Rassurez-vous, on ne va pas tomber dans l’énumération des bienfaits des produits bruts du monde entier (ah, la larve du charançon congolais, réserve de protéines super grasses à servir frite avec le fufu national, un délice), les journaux féminins s’y sont mis, et les femmes ont une bonne longueur d’avance sur les hommes dans ce domaine. Malgré tous les efforts de Caroline Fourest, les femmes demeurent les spécialistes de la connaissance et du choix des produits, donc de la cuisine, ce qui explique que toute la puissance publicitaire est dirigée sur elles, ou contre elles. Les contraintes économiques et sociologiques (c’est lié) ont réduit l’autoproduction familiale de nourriture : beaucoup plus de célibataires, avec beaucoup moins de temps pour faire la cuisine. Le repas familial maison à base de produits bruts rapportant moins au système, ce dernier vise la consommation de célibataires pressés. La famille de quatre enfants bouffait une soupe de légumes de grand-mère avec des pâtes et du jambon, plus des pommes, le tout arrosé de flotte du robinet ; la célibataire parisienne (ils sont un million) achète ses petits plats tout prêts, avec de grosses marges pour le fabricant. À la casse, la famille : pas assez rentable.
Tout le monde l’aura compris : en bouffe comme en politique, c’est la connaissance hors propagande officielle qui fait évoluer les choses dans le bon sens. Le problème, c’est quand les conseils partent dans tous les sens : de l’escroquerie pure et simple à la sophistication imbitable.
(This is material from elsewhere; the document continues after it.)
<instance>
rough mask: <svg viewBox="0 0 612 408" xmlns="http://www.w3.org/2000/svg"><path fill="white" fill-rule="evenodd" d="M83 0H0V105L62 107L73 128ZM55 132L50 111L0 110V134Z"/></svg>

Entre les médecins nutritionnistes radiés de l’Ordre qui entubent les pétasses à coups de régimes douteux, aux ultras de « la troisième médecine » (Seignalet), dite aussi « régime ancestral » ou « diète paléolithique », il est difficile de déterminer ce qui peut correspondre à ses besoins personnels. Entre la consommation lourde de supermarché – synonyme d’ignorance nutritionnelle – dont la fréquentation est soutenue par une publicité massive, et la consommation intelligente personnalisée, il y a des paliers à franchir. Sans cracher, en passant, sur une bonne entrecôte frites, si l’on sait choisir l’entrecôte (limousine, charolaise), et éplucher ses frites. Comme dirait Le Bourdonnec, le boucher qui a remis la filière à plat en faisant grincer pas mal de canines : mangez moins de viande, mais de meilleure qualité.
Se nourrir mal et cher est facile. Se nourrir correctement à bas prix est possible : il suffit de revenir aux produits bruts, et de refaire soi-même les choses que l’industrie fait désormais pour le plus grand nombre. En mieux. Cela s’appelle « faire la cuisine », un truc qui se perd, et qui est logiquement devenu une attraction télévisuelle. Faire la cuisine est aussi important que de « faire la politique ». Les hypermarchés de la pensée (médias) et de la bouffe ont fait de nous des assistés et des handicapés. Choisir la nouvelle information, pour penser clairement, sans propagande, et la nouvelle nutrition, pour se rendre autonomes du système industriel dominant, générateur de tant de profits et maladies. Bouffe et politique, même combat.